Cyber Risk and Assurance Consultant

Integrity360 is the largest independent cybersecurity provider in UK & Ireland, with Security Operations Centers in Dublin, Sofia and South Africa, and with around 580 employees, of which over 80% are technical.  We help our clients proactively identify, protect, detect and respond to threats against the ever-evolving cyber threat landscape.

Our ‘Security First’ approach positions security as an enabler and empowers our clients to do business securely.  In tandem with this is the requirement for our clients to manage cyber risk and compliance appropriately and proportionately in order to demonstrate effective corporate governance over their cyber estate, and that it is aligned to strategic business objectives.

Job Role & Responsibilities

We are currently seeking an energetic individual who wishes to further their career in the IT Risk, Compliance, and Security Consultancy space.  Integrity360’s Cyber Risk and Assurance team is working in a rapidly growing, fast paced environment with significant opportunities for development.  The successful candidate will provide deep, pragmatic and relevant advice to our clients, specifically surrounding Governance, Risk and Compliance elements of their business.

We cherish our talent, we nurture their skills, and we ensure they gain exposure to many sectors.  We ensure that they enjoy many positive and productive challenges and plan a path that helps them achieve their career goals.

Primary Duties/Responsibilities include:

·       Act as a virtual CISO on behalf of our customers

·       Strategically advise on, and manage the various risks associated within the client environment to safeguard information security.

·       Work with senior stakeholders where appropriate to embed security expertise in other functions.

·       Lead all aspects of, and continuously improve the governance and management of security to reflect changing technology, threat landscapes, regulatory requirements, and industry standard methodologies.

·       Provide expert counsel and mentorship to clients’ senior leadership (including the board of directors) on security and its impact across business strategy, programs, products/services, and operations.

·       Guide the team and maintain compliance and security policies, standards, frameworks, procedures and guidelines, and ensure that they are aligned with the strategy and compliance programs.

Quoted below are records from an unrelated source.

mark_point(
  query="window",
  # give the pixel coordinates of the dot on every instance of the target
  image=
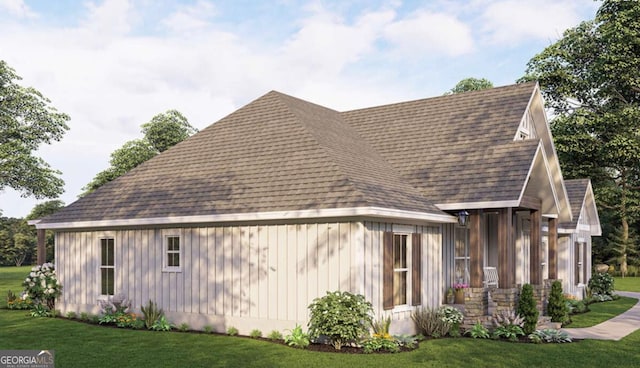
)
(107, 266)
(402, 270)
(461, 255)
(172, 253)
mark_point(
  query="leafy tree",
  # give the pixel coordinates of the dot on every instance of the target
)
(161, 133)
(590, 79)
(166, 130)
(27, 120)
(470, 84)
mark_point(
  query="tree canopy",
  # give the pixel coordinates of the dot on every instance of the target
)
(27, 120)
(591, 80)
(163, 132)
(470, 84)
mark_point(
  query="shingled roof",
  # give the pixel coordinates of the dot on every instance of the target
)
(280, 153)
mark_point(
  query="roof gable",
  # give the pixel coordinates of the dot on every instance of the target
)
(277, 153)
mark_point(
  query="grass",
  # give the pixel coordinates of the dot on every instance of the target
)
(627, 284)
(81, 345)
(601, 312)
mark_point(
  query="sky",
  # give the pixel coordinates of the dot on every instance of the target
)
(112, 65)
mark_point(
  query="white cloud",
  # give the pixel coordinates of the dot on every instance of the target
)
(423, 33)
(514, 21)
(17, 8)
(191, 18)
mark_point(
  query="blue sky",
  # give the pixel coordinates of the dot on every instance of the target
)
(114, 64)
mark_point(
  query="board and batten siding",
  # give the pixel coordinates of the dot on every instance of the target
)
(259, 276)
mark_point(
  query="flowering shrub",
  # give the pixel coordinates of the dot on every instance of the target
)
(42, 286)
(341, 317)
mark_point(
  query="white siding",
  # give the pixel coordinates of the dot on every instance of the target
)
(248, 277)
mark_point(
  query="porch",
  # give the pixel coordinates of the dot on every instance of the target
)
(520, 243)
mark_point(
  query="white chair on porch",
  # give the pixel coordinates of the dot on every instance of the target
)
(490, 277)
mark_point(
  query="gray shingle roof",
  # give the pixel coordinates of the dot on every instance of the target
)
(456, 148)
(280, 153)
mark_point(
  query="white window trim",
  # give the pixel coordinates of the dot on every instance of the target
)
(409, 253)
(165, 250)
(99, 268)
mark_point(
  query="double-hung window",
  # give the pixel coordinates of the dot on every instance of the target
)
(401, 270)
(107, 266)
(172, 251)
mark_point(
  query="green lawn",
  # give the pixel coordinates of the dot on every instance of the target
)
(601, 312)
(627, 283)
(82, 345)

·       Lead all aspects of, and continuously improve the governance and management of security and privacy to reflect changing technology, threat landscapes, regulatory requirements, and industry standard methodologies.

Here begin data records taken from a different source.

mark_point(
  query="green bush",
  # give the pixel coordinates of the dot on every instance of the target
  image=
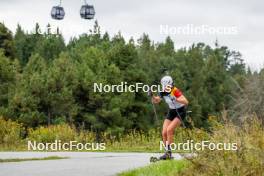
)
(10, 132)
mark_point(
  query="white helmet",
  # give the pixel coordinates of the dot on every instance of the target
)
(166, 81)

·       Conduct privacy impact assessments and guide the customers in implementing good data privacy practices.

·       Work collaboratively with clients to assist in defining privacy and security governance requirements.

·       Evaluate the design and the effectiveness of clients’ current privacy and security controls from a risk, compliance and assurance perspective.

·       Identify opportunities for improvement for the customers whilst liaising closely with our extensive Sales team to develop leads for our technical services.

·       Assist our Sales team in developing proposals and respond to tenders and RFPs.

·       Conduct privacy and security audits.

·       Travel (national and international) may be required as part of this role, and as such a clean driving licence and access to a car are essential.

Desired Skills

·       A good level of senior leadership experience in risk, compliance and security management.

·       5+ years of experience in Cyber Risk, Compliance, and Security Management and Data Privacy.

·       Experience working with C-Level executives.

·       Excellent written and spoken communications skills and ability to deliver strong presentations to “C” level and technical audiences.

·       Excellent listening skills are essential so that you can communicate with the client, empathise with their situation and be able to demonstrate your understanding of their issues.

·       Flexibility in working methods and times (role may require you to work extra hours should the client call for it)

·       Experience working with Software/Infrastructure/Platform-as-a-Service solutions and architectures.

·       Excellent communication skills, especially the ability to communicate security and risk-related concepts to technical and non-technical audiences.

·       Ability to understand the business context and technology challenges and handle uncertainty and apply appropriate security solutions in response to multiple risks and needs.

·       Strong ability to understand PII and data flows from a technical perspective.

·       An ability to work with limited guidance but also as part of a mixed skilled team

·       Ability to understand technical requirements and functionality.

·       Ability to see the big picture and have a keen eye for detail in different situations while making sure the message is clear and understood by all levels within a business.

·       Strong understanding of industry standards in privacy (GDPR, ISO 27001, ISO 27701, ISO 27018).

·       Knowledge of relevant risk, compliance, and security frameworks, standards and regulations (such as SOC2, Cloud Security Alliance (CSA), NIST, COBIT, PCI-DSS, GDPR, DPA, ISO270xx, ISO31000).